A Usina Caeté, empresa de destaque no setor açucareiro de Alagoas, está implementando uma técnica inovadora no cultivo de cana-de-açúcar. Através do plantio vertical da cana, a usina tem conseguido ganhos expressivos em produtividade e redução de custos. Diferentemente do método convencional, onde os toletes de cana são dispostos horizontalmente no sulco, a nova técnica os posiciona em pé, na vertical. A prática, ainda pouco utilizada no Brasil, está tendo sucesso principalmente em períodos de estiagem.
Mário Sérgio Matias, Superintendente de Operações Agrícolas das unidades Matriz e Marituba da Caeté, conta que, inicialmente, a adoção dessa tecnologia foi direcionada às áreas de replanta, como estratégia para revitalizar a parte da planta que recebe os próximos e aumentar a longevidade dos canaviais. O superintendente conta que no último plantio da Caeté, mais de 1.500 hectares foram replantados utilizando o sistema de plantio vertical.
Segundo Matias, o plantio vertical melhora a performance operacional da implantação do canavial, promovendo maior eficiência no plantio. “O menor consumo de mudas possibilita otimização da mão de obra, simplifica a logística e aumenta a capacidade diária de plantio, resultando em uma maior produtividade geral. “O plantio vertical proporciona economia significativa no uso de mudas devido à maior eficiência de brotação”, diz Matias. “Na Usina Caeté, o consumo médio de mudas foi reduzido em 25% no sistema convencional manual e 50%, quando comparado ao plantio mecanizado”, comenta.
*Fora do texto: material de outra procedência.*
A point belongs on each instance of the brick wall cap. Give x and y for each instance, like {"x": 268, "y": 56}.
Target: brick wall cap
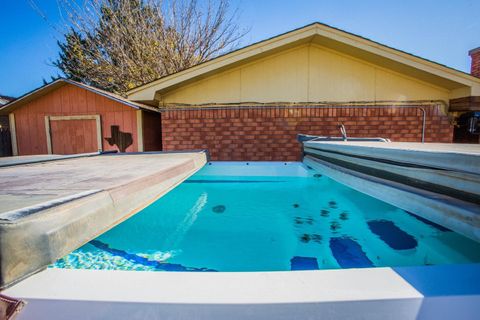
{"x": 473, "y": 51}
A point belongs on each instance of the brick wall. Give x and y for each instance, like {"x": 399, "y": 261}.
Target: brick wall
{"x": 270, "y": 133}
{"x": 475, "y": 67}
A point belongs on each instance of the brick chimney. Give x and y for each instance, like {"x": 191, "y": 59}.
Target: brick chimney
{"x": 475, "y": 68}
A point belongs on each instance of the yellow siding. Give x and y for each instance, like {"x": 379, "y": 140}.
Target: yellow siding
{"x": 308, "y": 73}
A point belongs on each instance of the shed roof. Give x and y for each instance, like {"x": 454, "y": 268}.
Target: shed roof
{"x": 327, "y": 36}
{"x": 29, "y": 96}
{"x": 5, "y": 99}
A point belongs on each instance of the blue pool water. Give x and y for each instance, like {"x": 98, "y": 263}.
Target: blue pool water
{"x": 269, "y": 217}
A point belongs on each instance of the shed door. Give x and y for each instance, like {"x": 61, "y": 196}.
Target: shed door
{"x": 71, "y": 135}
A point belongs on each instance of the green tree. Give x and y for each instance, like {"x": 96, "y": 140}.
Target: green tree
{"x": 120, "y": 44}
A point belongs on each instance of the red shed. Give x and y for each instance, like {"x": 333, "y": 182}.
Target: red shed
{"x": 67, "y": 117}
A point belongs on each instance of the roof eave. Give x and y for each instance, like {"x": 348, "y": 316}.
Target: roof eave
{"x": 450, "y": 74}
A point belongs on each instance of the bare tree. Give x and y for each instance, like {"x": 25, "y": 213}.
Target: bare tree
{"x": 120, "y": 44}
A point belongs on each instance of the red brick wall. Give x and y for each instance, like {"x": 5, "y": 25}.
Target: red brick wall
{"x": 270, "y": 133}
{"x": 475, "y": 67}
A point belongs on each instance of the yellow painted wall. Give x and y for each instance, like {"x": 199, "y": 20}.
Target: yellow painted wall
{"x": 308, "y": 73}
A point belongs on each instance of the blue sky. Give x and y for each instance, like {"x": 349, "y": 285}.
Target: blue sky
{"x": 441, "y": 30}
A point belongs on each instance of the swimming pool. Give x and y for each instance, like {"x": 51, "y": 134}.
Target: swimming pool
{"x": 269, "y": 217}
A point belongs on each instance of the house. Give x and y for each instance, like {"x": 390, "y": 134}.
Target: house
{"x": 67, "y": 117}
{"x": 250, "y": 104}
{"x": 4, "y": 119}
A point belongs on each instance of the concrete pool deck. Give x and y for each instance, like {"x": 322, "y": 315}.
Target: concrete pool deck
{"x": 405, "y": 293}
{"x": 440, "y": 182}
{"x": 51, "y": 208}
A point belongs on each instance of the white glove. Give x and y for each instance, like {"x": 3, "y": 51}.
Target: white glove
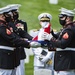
{"x": 35, "y": 44}
{"x": 46, "y": 36}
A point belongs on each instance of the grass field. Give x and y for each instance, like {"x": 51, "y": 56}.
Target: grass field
{"x": 29, "y": 12}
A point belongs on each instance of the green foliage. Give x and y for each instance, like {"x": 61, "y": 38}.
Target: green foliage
{"x": 30, "y": 10}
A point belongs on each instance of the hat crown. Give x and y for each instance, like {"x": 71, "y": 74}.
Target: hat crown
{"x": 13, "y": 6}
{"x": 67, "y": 12}
{"x": 4, "y": 10}
{"x": 45, "y": 16}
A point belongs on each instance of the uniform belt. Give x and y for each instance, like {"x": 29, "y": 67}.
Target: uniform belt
{"x": 7, "y": 48}
{"x": 71, "y": 49}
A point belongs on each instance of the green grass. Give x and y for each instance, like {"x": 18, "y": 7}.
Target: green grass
{"x": 29, "y": 12}
{"x": 29, "y": 66}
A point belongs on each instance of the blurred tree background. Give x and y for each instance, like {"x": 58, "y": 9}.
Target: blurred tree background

Além da economia, os canaviais plantados com o plantio vertical têm demonstrado uma maior resistência a períodos de seca. Essa resiliência em períodos de estiagem é um diferencial importante para o clima da região Nordeste. “O plantio vertical aumenta a tolerância da cana-de-açúcar ao déficit hídrico porque a inserção da muda em posição vertical, com profundidade uniforme e adequada, favorece um crescimento radicular mais profundo e contínuo, ampliando o volume de solo explorado e a capacidade de acesso à água armazenada em camadas mais profundas”, explica o superintendente. “Como consequência disso, as plantas apresentam menor sensibilidade ao estresse hídrico, mantendo maior vigor vegetativo e estabilidade de crescimento em períodos de restrição de chuvas, especialmente nas fases iniciais do ciclo”, conclui.
A técnica vem sendo aplicada tanto em áreas de replantio quanto em novos plantios, com resultados positivos em ambas as modalidades. A iniciativa coloca a Usina Caeté na vanguarda da inovação agrícola do setor açucareiro, explorando soluções tecnológicas para aumentar a sustentabilidade econômica e operacional da lavoura de cana-de-açúcar, mesmo em momentos de estiagem.